For those in the cheap seats, in order to get into a car, one must bend one's knees. If a knee cannot be bent, it's generally easier to get into the car on the injured leg side to put weight on the good leg and then you can bend the good leg to close the door. But she was on the wrong side.
So we had this old White man, glaring at us holding a bat, and everyone was in the car, except her, because she couldn't bend her leg. I was in the rear driver's side of my car, so I hopped back out to help her get in. Apparently, Mr. Man didn't appreciate this action, because he began to get agitated and yell at us even more, particularly me, since I was out of the car.

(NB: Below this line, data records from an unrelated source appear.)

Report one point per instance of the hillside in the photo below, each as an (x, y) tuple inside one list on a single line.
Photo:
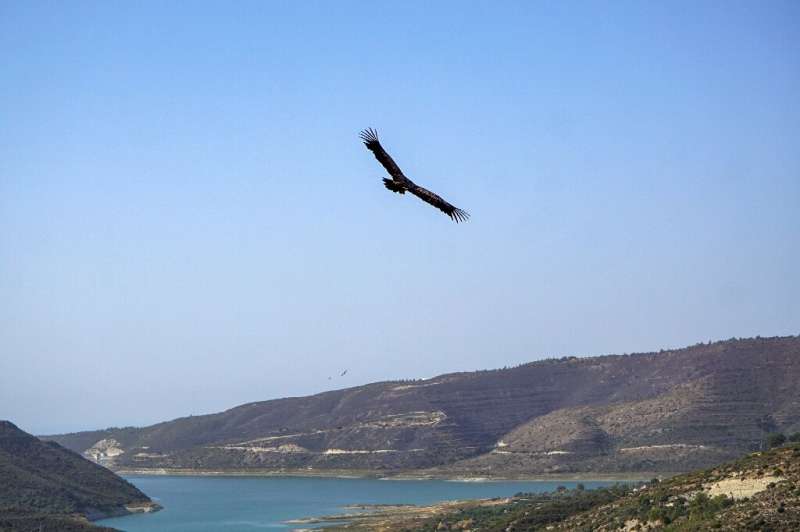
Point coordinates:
[(669, 411), (45, 485), (758, 492)]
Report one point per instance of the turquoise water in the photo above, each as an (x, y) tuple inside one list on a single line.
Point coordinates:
[(233, 504)]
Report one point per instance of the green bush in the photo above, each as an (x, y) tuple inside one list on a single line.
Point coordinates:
[(775, 439)]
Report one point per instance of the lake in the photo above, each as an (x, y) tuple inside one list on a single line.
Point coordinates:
[(233, 504)]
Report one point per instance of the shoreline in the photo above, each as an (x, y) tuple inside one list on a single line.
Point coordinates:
[(401, 475)]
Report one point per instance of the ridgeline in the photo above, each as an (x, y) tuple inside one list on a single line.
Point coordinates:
[(664, 412)]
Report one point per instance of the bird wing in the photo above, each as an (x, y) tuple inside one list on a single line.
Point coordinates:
[(437, 201), (370, 138)]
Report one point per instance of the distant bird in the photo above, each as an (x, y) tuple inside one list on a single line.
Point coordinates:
[(400, 183)]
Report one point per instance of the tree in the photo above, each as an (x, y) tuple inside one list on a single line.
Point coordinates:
[(775, 439)]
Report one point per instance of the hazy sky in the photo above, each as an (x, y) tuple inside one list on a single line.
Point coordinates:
[(188, 220)]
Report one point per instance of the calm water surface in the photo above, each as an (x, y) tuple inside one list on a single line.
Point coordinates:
[(232, 504)]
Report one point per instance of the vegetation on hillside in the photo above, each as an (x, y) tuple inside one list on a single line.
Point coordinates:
[(670, 411), (760, 491), (45, 485)]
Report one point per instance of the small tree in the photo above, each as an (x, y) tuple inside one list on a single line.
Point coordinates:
[(775, 439)]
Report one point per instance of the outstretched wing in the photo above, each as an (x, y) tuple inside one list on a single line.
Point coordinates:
[(370, 138), (427, 196)]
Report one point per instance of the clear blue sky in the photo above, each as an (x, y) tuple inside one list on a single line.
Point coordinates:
[(188, 220)]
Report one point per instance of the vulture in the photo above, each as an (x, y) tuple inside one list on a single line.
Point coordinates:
[(400, 183)]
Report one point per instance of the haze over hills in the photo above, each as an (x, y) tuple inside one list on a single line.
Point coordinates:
[(44, 485), (669, 411)]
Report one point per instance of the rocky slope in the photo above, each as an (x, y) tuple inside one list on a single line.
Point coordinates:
[(44, 485), (758, 492), (669, 411)]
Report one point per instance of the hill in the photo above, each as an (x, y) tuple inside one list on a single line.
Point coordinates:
[(45, 485), (670, 411), (758, 492)]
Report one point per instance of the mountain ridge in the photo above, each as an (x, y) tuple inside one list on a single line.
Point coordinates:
[(674, 410), (45, 485)]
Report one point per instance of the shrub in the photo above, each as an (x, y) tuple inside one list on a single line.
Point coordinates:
[(775, 439)]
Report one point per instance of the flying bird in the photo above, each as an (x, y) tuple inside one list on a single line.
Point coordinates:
[(400, 183)]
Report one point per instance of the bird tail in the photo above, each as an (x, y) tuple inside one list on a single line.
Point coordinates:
[(392, 185)]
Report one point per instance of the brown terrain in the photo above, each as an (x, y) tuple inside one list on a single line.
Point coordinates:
[(671, 411), (759, 492)]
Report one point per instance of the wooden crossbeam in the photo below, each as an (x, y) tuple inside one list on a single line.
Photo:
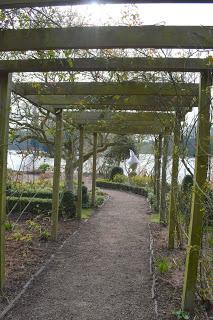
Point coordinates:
[(126, 129), (144, 117), (176, 37), (108, 64), (155, 102), (109, 88), (8, 4)]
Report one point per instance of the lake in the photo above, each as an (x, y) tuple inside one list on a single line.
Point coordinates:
[(18, 162)]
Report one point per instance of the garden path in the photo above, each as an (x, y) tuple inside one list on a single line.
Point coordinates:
[(101, 273)]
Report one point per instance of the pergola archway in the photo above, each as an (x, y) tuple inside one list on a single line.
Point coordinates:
[(174, 37)]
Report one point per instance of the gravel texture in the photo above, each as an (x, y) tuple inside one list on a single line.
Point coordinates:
[(101, 273)]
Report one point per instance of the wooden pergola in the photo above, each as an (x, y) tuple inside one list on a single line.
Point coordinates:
[(137, 98)]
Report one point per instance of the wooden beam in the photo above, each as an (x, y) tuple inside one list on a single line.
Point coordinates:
[(127, 129), (5, 81), (108, 64), (174, 184), (198, 196), (80, 172), (174, 37), (9, 4), (163, 207), (107, 88), (57, 173), (90, 116), (149, 101), (158, 172), (94, 165)]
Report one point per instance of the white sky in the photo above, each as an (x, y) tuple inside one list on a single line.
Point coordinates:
[(169, 14)]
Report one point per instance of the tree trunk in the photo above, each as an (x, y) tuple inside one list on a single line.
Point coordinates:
[(69, 173)]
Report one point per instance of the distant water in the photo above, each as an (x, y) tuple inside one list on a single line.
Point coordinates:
[(27, 163)]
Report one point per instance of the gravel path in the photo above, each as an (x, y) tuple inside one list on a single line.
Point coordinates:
[(102, 272)]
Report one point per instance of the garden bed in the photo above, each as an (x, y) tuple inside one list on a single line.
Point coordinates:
[(169, 273), (121, 186), (28, 248)]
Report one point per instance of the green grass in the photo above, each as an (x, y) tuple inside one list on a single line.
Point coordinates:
[(155, 217), (86, 213)]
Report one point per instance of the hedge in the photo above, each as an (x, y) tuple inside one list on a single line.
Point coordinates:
[(29, 194), (122, 187), (33, 205), (37, 206)]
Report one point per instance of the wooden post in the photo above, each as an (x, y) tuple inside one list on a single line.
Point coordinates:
[(163, 218), (174, 183), (57, 173), (5, 86), (80, 172), (155, 165), (197, 208), (95, 139), (158, 172)]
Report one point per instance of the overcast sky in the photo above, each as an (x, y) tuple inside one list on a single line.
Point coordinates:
[(170, 14)]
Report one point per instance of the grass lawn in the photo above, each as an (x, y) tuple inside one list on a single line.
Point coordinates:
[(86, 213)]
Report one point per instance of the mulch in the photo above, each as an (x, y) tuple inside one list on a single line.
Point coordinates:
[(169, 284)]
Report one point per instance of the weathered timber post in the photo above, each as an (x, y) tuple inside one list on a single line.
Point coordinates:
[(5, 87), (80, 172), (197, 207), (163, 217), (158, 172), (57, 173), (174, 183), (95, 139)]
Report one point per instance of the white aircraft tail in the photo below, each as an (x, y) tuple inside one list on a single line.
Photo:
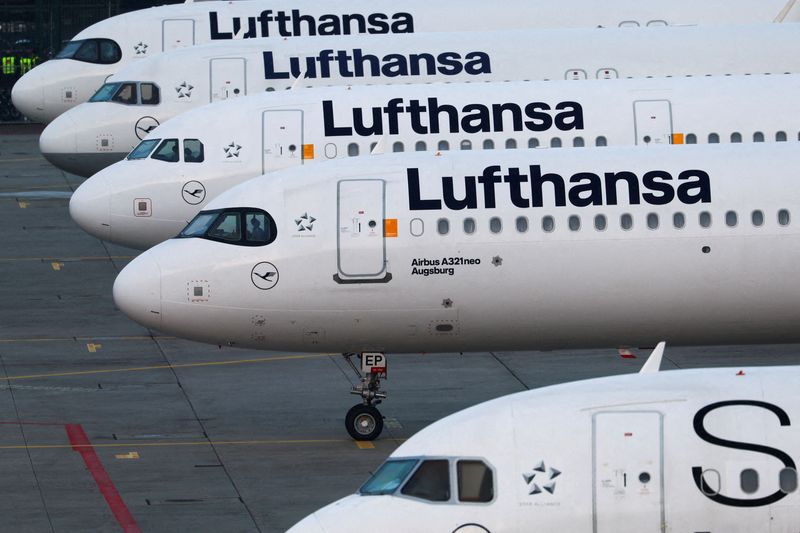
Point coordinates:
[(653, 363)]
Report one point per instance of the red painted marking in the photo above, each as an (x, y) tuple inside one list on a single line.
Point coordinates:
[(80, 443)]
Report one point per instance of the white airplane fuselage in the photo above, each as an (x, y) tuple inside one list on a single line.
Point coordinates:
[(58, 85), (489, 250), (245, 138), (676, 451), (95, 134)]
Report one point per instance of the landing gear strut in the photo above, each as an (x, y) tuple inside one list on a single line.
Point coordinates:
[(363, 420)]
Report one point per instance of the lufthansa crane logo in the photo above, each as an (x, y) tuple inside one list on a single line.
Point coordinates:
[(193, 192), (264, 275), (144, 126)]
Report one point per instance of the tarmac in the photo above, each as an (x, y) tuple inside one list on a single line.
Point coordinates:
[(107, 426)]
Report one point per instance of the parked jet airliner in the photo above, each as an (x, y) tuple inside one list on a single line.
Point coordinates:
[(711, 450), (150, 196), (486, 250), (102, 49), (139, 98)]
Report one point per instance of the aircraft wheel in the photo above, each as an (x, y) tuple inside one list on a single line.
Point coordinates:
[(364, 422)]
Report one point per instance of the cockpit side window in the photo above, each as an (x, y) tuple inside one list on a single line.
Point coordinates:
[(388, 478), (475, 481), (193, 151), (150, 94), (105, 92), (240, 226), (430, 482), (167, 151), (143, 149), (101, 51), (126, 94)]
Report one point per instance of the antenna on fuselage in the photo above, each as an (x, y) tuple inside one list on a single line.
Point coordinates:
[(653, 363)]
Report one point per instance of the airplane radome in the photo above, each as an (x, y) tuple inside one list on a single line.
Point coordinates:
[(139, 98), (486, 250), (150, 196), (685, 450), (103, 48)]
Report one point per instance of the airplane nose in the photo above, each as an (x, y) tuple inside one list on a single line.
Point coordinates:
[(27, 95), (59, 144), (89, 207), (309, 524), (137, 291)]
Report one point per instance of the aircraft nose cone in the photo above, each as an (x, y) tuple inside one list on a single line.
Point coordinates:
[(309, 524), (137, 291), (27, 95), (59, 144), (89, 207)]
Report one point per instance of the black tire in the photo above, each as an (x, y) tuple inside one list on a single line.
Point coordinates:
[(364, 422)]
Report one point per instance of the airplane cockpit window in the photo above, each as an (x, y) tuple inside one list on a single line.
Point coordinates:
[(167, 151), (192, 151), (150, 94), (126, 94), (101, 51), (389, 477), (431, 481), (240, 226), (143, 149), (475, 481)]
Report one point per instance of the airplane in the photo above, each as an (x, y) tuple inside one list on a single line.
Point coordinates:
[(685, 450), (100, 50), (138, 99), (152, 194), (485, 250)]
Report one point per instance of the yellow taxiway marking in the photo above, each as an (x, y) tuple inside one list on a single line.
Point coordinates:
[(68, 259), (170, 367), (264, 442), (129, 455)]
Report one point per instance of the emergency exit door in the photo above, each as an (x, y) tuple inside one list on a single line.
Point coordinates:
[(628, 472), (177, 33), (282, 141), (228, 78), (653, 122), (361, 247)]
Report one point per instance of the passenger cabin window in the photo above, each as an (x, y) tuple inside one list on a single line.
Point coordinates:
[(143, 149), (193, 151), (240, 226), (100, 51), (430, 482), (475, 482), (388, 478), (167, 151)]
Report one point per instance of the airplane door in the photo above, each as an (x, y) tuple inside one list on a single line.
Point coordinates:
[(628, 472), (653, 121), (177, 33), (282, 140), (228, 78), (361, 247)]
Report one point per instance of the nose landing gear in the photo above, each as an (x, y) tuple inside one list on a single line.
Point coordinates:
[(363, 420)]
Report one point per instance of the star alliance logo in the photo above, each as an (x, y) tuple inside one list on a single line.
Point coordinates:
[(305, 222), (184, 90), (232, 150), (541, 478)]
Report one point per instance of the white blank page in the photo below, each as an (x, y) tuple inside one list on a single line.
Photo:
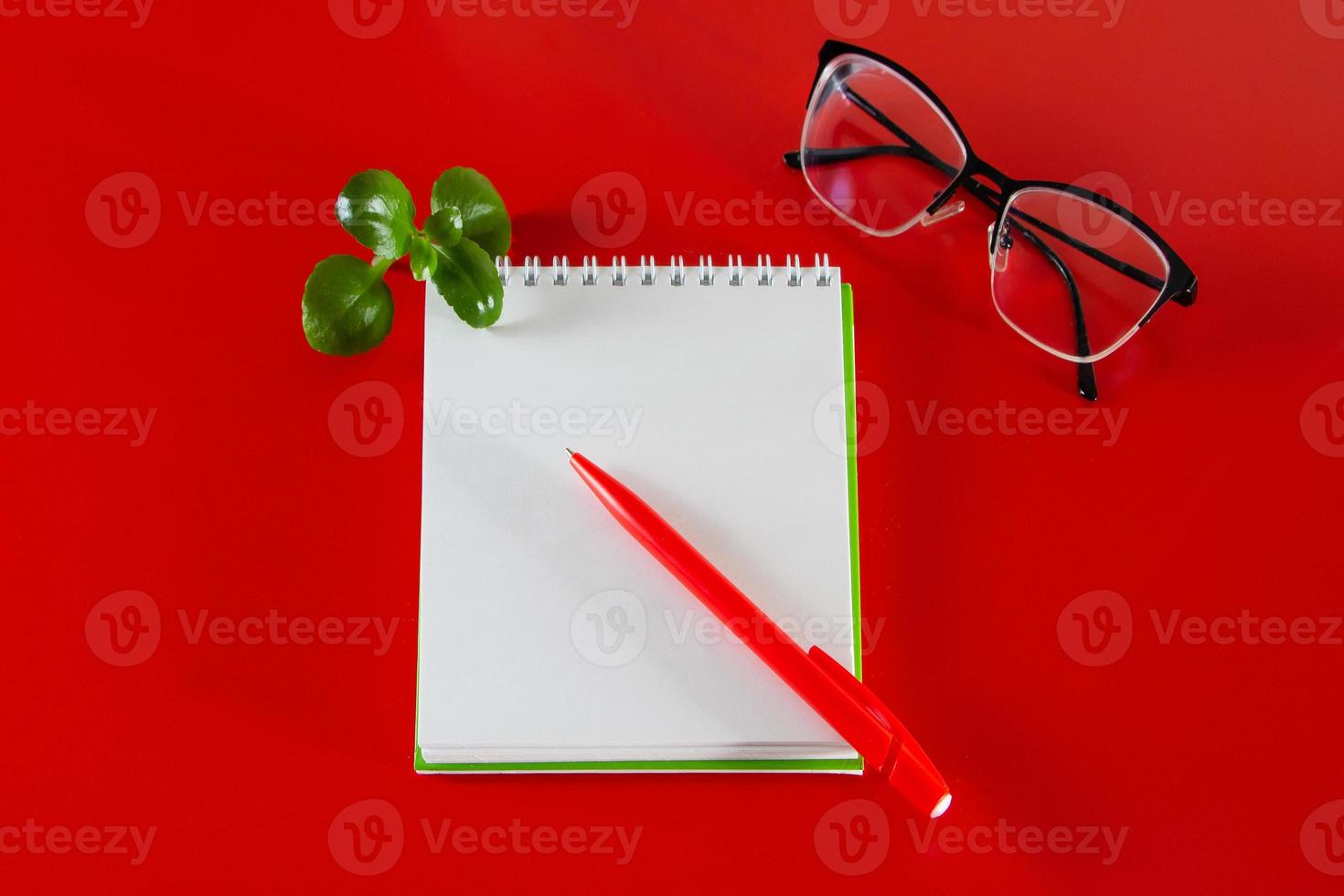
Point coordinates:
[(548, 633)]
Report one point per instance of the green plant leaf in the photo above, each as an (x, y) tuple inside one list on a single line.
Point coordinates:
[(347, 306), (469, 283), (377, 208), (484, 217), (445, 228), (423, 258)]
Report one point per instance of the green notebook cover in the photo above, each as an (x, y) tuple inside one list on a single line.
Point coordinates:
[(731, 764)]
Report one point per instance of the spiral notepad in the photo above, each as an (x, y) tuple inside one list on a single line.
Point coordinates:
[(549, 640)]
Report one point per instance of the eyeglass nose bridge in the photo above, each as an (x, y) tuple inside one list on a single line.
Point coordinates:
[(998, 254), (951, 209)]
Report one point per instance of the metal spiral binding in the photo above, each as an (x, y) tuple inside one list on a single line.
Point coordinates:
[(677, 275), (591, 272)]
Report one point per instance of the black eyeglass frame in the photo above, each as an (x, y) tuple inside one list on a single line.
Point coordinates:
[(1181, 285)]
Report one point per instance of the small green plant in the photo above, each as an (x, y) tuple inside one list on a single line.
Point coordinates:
[(348, 306)]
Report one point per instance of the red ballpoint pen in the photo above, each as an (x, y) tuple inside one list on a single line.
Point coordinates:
[(846, 704)]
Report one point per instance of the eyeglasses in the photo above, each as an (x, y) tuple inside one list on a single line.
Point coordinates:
[(1072, 272)]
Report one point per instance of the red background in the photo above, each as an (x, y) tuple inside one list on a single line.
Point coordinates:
[(1212, 501)]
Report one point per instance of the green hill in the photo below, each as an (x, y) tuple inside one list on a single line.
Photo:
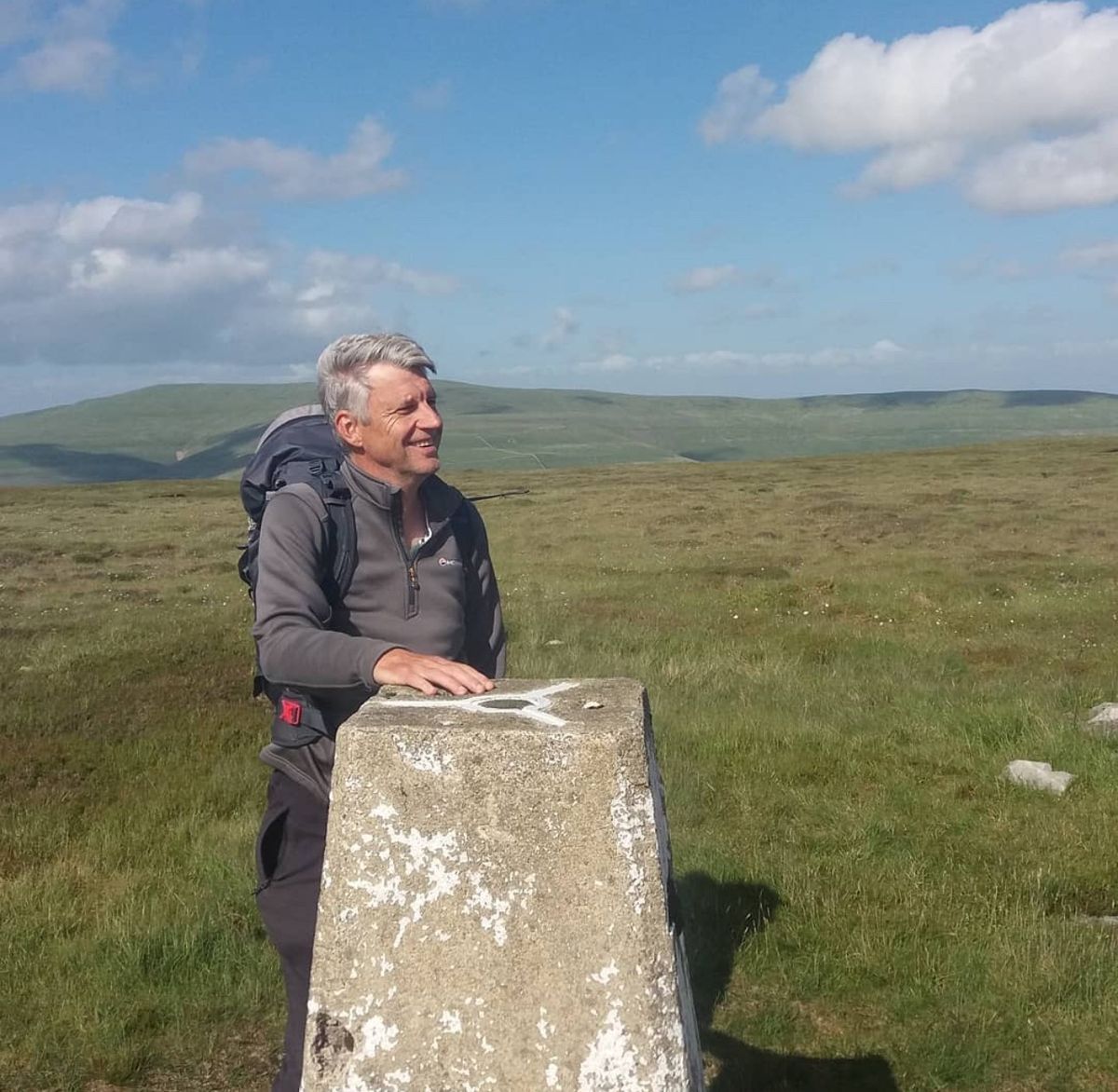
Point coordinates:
[(206, 430)]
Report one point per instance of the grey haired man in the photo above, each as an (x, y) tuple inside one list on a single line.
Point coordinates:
[(409, 617)]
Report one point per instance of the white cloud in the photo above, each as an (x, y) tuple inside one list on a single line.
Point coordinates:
[(883, 351), (139, 283), (116, 220), (705, 278), (434, 96), (1022, 112), (1044, 174), (72, 51), (297, 173), (563, 328), (1084, 257)]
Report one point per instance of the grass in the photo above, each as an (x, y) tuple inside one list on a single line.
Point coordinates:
[(841, 653)]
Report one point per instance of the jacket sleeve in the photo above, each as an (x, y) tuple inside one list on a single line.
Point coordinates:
[(293, 643), (485, 644)]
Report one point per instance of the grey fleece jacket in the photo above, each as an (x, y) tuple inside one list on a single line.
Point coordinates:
[(392, 603)]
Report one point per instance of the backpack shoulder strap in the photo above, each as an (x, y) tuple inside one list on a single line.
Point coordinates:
[(334, 504), (462, 527)]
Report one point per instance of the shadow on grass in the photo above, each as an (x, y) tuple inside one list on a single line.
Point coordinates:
[(718, 919)]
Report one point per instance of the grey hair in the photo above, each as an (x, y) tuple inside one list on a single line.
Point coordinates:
[(345, 363)]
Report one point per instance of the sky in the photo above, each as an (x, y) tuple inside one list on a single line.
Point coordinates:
[(761, 199)]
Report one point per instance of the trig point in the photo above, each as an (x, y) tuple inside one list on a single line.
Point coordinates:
[(496, 907)]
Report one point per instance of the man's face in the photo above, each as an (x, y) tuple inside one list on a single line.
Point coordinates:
[(401, 443)]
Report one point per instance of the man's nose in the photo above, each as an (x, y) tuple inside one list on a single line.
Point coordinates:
[(430, 417)]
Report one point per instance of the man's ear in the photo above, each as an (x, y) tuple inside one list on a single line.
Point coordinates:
[(348, 427)]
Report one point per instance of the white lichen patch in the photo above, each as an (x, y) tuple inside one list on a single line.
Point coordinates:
[(558, 749), (610, 1063), (377, 1037), (607, 975), (492, 908), (423, 757), (632, 816)]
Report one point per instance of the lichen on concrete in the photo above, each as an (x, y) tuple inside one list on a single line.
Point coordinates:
[(493, 910)]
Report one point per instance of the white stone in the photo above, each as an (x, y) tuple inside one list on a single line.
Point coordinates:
[(1102, 720), (1038, 776)]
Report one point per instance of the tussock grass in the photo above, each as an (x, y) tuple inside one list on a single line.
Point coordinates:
[(841, 655)]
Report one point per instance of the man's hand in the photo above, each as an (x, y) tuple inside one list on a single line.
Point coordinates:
[(429, 674)]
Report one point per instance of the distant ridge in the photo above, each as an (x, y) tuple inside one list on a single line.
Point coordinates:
[(195, 430)]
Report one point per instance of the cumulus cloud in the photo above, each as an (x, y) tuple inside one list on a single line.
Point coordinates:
[(70, 45), (1085, 257), (300, 174), (434, 96), (883, 351), (563, 328), (704, 278), (1023, 112), (143, 283)]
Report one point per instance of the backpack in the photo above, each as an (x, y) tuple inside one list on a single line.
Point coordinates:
[(300, 445)]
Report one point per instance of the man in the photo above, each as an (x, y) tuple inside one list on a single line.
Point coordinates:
[(417, 614)]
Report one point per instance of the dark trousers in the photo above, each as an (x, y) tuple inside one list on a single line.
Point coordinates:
[(289, 866)]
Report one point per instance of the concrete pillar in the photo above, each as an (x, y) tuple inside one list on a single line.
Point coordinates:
[(496, 908)]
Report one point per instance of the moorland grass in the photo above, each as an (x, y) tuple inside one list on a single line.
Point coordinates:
[(841, 653)]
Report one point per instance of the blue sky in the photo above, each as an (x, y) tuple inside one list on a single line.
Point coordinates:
[(761, 199)]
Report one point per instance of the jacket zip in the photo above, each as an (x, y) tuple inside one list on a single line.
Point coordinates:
[(412, 594)]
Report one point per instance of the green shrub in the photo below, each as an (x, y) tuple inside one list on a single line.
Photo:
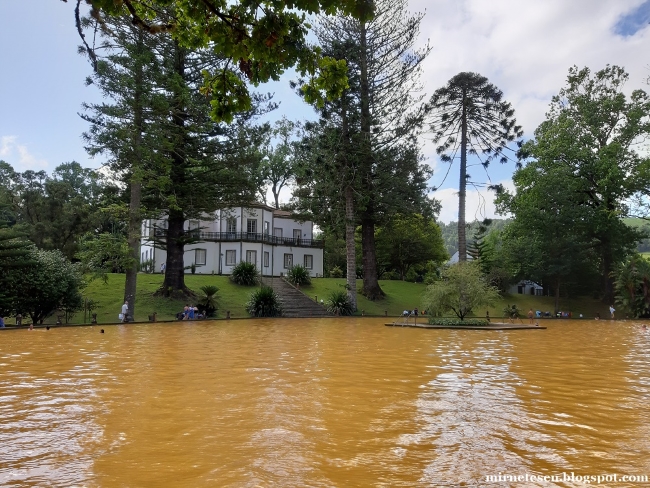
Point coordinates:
[(338, 303), (336, 272), (264, 302), (441, 321), (207, 304), (245, 274), (298, 275)]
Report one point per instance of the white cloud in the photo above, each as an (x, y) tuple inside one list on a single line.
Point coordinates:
[(479, 204), (18, 156), (525, 49)]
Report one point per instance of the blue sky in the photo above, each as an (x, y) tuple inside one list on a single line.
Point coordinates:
[(524, 47)]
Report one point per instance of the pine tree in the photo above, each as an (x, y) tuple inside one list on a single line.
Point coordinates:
[(470, 106), (179, 163), (382, 118)]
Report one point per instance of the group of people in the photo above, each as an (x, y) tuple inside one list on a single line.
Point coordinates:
[(413, 313), (190, 312)]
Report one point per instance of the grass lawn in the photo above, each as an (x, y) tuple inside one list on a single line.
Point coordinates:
[(399, 296), (111, 295)]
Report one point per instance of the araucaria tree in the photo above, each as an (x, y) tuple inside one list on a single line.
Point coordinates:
[(471, 116), (258, 41), (381, 114), (177, 161)]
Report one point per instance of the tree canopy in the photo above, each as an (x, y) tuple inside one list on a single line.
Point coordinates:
[(470, 115), (591, 148), (258, 39), (462, 289)]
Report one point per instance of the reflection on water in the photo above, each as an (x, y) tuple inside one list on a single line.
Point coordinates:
[(322, 403)]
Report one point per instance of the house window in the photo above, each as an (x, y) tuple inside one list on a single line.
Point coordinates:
[(231, 225)]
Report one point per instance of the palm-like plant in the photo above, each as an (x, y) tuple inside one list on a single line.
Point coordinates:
[(245, 273), (298, 275), (264, 302), (471, 107)]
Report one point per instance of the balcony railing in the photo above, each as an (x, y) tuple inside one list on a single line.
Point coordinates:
[(250, 237)]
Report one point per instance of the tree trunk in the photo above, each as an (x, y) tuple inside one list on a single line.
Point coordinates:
[(276, 197), (371, 288), (351, 253), (135, 187), (608, 279), (133, 239), (462, 239), (174, 282), (350, 217)]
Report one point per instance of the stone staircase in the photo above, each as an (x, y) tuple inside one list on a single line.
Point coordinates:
[(294, 302)]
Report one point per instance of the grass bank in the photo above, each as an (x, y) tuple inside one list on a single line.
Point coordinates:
[(110, 296), (399, 296)]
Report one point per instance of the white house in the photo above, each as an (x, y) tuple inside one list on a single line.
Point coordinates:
[(526, 287), (272, 239)]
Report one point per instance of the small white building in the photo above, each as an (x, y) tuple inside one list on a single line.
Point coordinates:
[(526, 287), (272, 239)]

As I was ignoring his demands trying to help my friend get into the car, he inched closer, raising his bat slightly. His yelling became cussing. The more he yelled, the more the other girls encouraged us to get a freaking move on so we can leave. But I was concerned about my friend's leg, so I wasn't going to manhandle her. As she leaned back in, and I held her injured leg up to not bang anything and allow her to slide backwards in the rear seat, his insistent yelling started to get to me. Finally I stopped, spun on him and screamed back, "HOLD THE FUCK ON! CAN'T YOU SEE SHE CAN'T BEND HER FUCKING LEG?!"
The "Gangsta" in me would like to think my 15 year old ass talking back to him was enough to make him back off. But I saw his eyes flit to my friend and it was like he hadn't noticed at first. He backed off and we got her in and left.
That's it... that's the story.
Now, why did it come to mind you ask? (If you have to ask... are you NOT paying attention to... like... ANYTHING?)
Black folks carry this weight at all times, especially these days. The knowledge that if someone were to harm or kill us just because they feel like it or because we somehow invaded a White space (see sundown towns), they very likely would go unpunished, is something enough to cause anxiety in even the strongest heart.
I knew that Louisville wouldn't indict any of those cops for the murder of Breonna Taylor, just like I believe that even though there WERE charges filed on the cops that murdered George Floyd, they will likely get off too. But then I think about how close I've been in the past from being just like them.
If that story had taken place in 2020 rather than 1994/95, I probably would have been hurt or worse. I was trying to help my friend, and because I wasn't moving fast enough, that would have signed my death warrant today.
I think what's getting to me is how so many people are justifying the lack of justice, even as far up to White House. When we say Black Lives Matter, people hear politics, and all I hear is a common sense acknowledgement. I wonder how many of the people who I used to love tremendously would blame me for my own death in this instance. Knowing exactly who I am and my heart, how many would still scream from the rooftops to protest my death would be anti-cop or anti-American?
I think, along with everything else I'm feeling, realizing the racism I experienced in the 90s, that DID scar me to an extent, is NOTHING compared to what we're seeing today.... and it's from people I KNOW. It's disheartening and it's sad.
I don't think if this happened in 2020 I'd get justice either. I'd be a hashtag for a few months and we'd move on to the next. And that also makes me sad, especially for Breonna.
I can't imagine how many people she may have touched in her life - but that's not who has the megaphone.
I can't imagine what her dreams and aspirations were - because she doesn't get to see them through.
I'm just so very sad guys, and today it really hit me for the first time.... It could have been me.
Rest in Peace, Queen. I didn't know you, but I won't forget you.